Les enjeux sont donc importants et expliquent sans doute la
prégnance du sujet sur l'ensemble de l'économie de la santé.
Pourtant, le débat sur l'existence de l'effet d'induction s'est
progressivement déplacé vers la nature de ses limites. En effet,
indépendamment des considérations de validité empirique, le débat
théorique s'est focalisé sur la notion de limite au pouvoir discrétionnaire du
médecin.
Pour les tenants de la théorie néoclassique (standard), la différence
entre le bien de santé et les autres biens économiques est une simple affaire
de degré.

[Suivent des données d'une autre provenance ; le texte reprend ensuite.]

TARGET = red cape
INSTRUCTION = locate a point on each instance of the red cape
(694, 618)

Dans le système de santé les coûts d'information sont plus élevés.
Il suffit alors d'intégrer les coûts d'acquisition de l'information et de
contrôle supportés par le patient dans le modèle de maximisation de l'utilité
sous contrainte. Cette recherche d'information sur la réputation du médecin
permet alors au patient d'exercer une menace sur le producteur (aller
consulter un autre médecin par exemple) et rend ainsi caduque toute
tentative d'exercice d'un pouvoir discrétionnaire.
__________
(8) Pour un développement de ce point, voir U. Reinhardt (1989).